Cuban Government Extends Censorship To The Digital Site Somos+

The Somos+ website with an article about the death of the historian Hugh Thomas.

14ymedio bigger14ymedio, Havana, 16 May 2017 — The digital site of the Somos+ (We Are More) Movement has now joined the list of pages censored on the servers of the Cuban Telecommunications Company (ETECSA) which supply public WiFi. The leader of the organization, Eliecer Avila, links this measure to “the growing influence” of the site among the younger generation.

The government is “very aware of the statistics of who reads our blog and from where they are reading it,” says the opponent. “They have simply detected that the site is a threat to the system’s monolithic discourse,” he told 14ymedio on Tuesday.

“The blocking is the clearest sign our site is effective,” he adds. “We are trying to make a video tutorial of how it can be accessed despite censorship” and for months “we have had a weekly newsletter that is sent by email.”

The independent movement has been subjected in the last months to strong repression that includes the arrests of its members, police operations around the homes where they meet and a raid on Avila’s house, who is being prosecuted for an alleged crime of “illicit economic activity.”

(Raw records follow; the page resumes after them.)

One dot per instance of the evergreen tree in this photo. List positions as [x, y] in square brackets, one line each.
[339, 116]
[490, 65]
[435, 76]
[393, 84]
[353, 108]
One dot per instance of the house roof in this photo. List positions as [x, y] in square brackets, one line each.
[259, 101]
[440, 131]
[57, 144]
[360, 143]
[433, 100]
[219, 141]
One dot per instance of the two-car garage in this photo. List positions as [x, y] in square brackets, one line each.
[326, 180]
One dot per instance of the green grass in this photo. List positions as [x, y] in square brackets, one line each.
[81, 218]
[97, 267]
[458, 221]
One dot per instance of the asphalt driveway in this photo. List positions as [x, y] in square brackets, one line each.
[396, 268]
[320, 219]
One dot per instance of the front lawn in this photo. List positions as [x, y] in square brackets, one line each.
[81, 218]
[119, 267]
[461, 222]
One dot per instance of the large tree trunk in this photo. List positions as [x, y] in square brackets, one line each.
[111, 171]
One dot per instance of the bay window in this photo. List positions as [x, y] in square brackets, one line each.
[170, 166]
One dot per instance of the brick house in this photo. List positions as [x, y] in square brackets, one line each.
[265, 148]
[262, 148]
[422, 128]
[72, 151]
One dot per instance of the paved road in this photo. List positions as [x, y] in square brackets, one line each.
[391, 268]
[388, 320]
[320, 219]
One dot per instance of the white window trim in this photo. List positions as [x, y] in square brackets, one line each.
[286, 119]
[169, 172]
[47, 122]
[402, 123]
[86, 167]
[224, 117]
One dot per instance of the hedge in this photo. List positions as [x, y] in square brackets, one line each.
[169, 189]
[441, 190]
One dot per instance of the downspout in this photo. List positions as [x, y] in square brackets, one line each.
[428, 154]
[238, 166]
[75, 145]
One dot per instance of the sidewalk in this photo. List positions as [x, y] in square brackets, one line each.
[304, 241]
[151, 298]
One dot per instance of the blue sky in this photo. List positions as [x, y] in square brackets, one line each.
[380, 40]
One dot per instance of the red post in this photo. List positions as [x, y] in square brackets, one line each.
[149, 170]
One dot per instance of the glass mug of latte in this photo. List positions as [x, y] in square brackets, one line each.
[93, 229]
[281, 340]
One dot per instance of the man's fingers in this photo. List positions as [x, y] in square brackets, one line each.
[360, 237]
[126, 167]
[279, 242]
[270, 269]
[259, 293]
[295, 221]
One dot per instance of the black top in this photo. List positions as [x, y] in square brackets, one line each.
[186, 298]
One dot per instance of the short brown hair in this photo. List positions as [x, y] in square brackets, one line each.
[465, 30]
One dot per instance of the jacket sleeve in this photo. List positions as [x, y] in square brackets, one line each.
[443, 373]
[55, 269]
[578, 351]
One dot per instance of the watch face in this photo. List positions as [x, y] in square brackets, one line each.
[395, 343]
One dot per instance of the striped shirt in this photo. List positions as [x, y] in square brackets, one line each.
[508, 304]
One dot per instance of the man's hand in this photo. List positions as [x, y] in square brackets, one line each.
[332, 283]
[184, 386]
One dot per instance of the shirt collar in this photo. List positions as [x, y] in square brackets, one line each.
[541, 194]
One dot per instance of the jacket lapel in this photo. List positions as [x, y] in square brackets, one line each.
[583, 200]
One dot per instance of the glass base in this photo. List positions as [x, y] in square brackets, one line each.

The independent movement has been subject in recent months to strong repression that include the arrests of its members,operations around the homes where they meet and a raid on Avila’s house

Officialdom maintains censorship over several dozen critical pages, as well as blogs and opinion sites that shed light on Cuba’s most serious social problems. Among the sites shuttered in this way are 14ymedio and the news portals CubaNetDiario de Cuba and Martí Noticias, among others.

Until the middle of last year the popular classified ad site also was blocked on the national servers, but in August access to that page was restored.

Cuban authorities have copied the Chinese model of filtering digital sites by their content. A situation that Internet users are struggling to overcome through the use of anonymous proxies, the so-called “virtual private networks” (VPNs), and other tools such as the Android operating system app Psiphon and the Tor browser.

Freedom House recently produced a report in which it identified 66 countries in which it believes that the free right to information is not exercised. Cuba ranked among the top ten, in a list headed by North Korea and Turkmenistan.

In September 2016, 14ymedio published an investigation into censorship of words and phrases in text messaging in the cell phone network. The state monopoly of telecommunications maintains at least fifty blocked terms, among which the name of the organization Somos+ stands out.